When Russ Melton says he'll return your phone call at a certain time barring something blowing up, burning down or collapsing, he's not kidding. A partner and catastrophic-loss team leader at Meagher & Geer, he knows his way around explosions.
After a seven-year stint in the 1960s as a Navy engineer on a nuclear submarine, Melton found work building computers and working with metals and die casting. During that time he saw that the companies he worked for all had lawyers to represent them and started taking classes at William Mitchell. "It looks like I planned it if you look at my résumé-14 years of school by day, work by night; or work by day and school by night," he says.
He graduated and made his way to Meagher & Geer.

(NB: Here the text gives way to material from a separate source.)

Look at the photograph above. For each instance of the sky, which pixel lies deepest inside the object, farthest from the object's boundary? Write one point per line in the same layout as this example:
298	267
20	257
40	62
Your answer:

"I love my job," says Melton. "It's pretty much a job I designed. How could I not love it?" His list of qualifications is a long one, including nuclear engineering, metallurgical engineering and certification in propane and Hazardous Waste Operations and Emergency Responses (HAZWOPER). "Even my executive assistant is certified in propane and HAZWOPER," says Melton.
Melton likes being proactive. "Do you wait for a case before you learn what it's about, or do you seek out the training because the work comes to you?" Melton is clearly in the latter category. But then again, it would be hard not to get excited about learning when it involves spending months staging explosions and fires (with donated houses, boats, etc.) in order to gather data for current and future catastrophic-loss cases.
The catastrophic-loss lawyers at Meagher & Geer are good at cross-examining witnesses in the courtroom and gathering evidence in an "exclusionary zone"-the part of an accident scene where only police and other emergency response professionals may enter. It's critical to find every piece of evidence immediately, because some cases last for years. "You can't go back [to get more evidence] after that amount of time," says Melton.
He has seen more than his fair share of explosions, fires and collapsed buildings. But with every calamity, there is the opportunity to learn-and to help his clients. "We're litigators, yes," Melton says. "But more importantly we're problem solvers."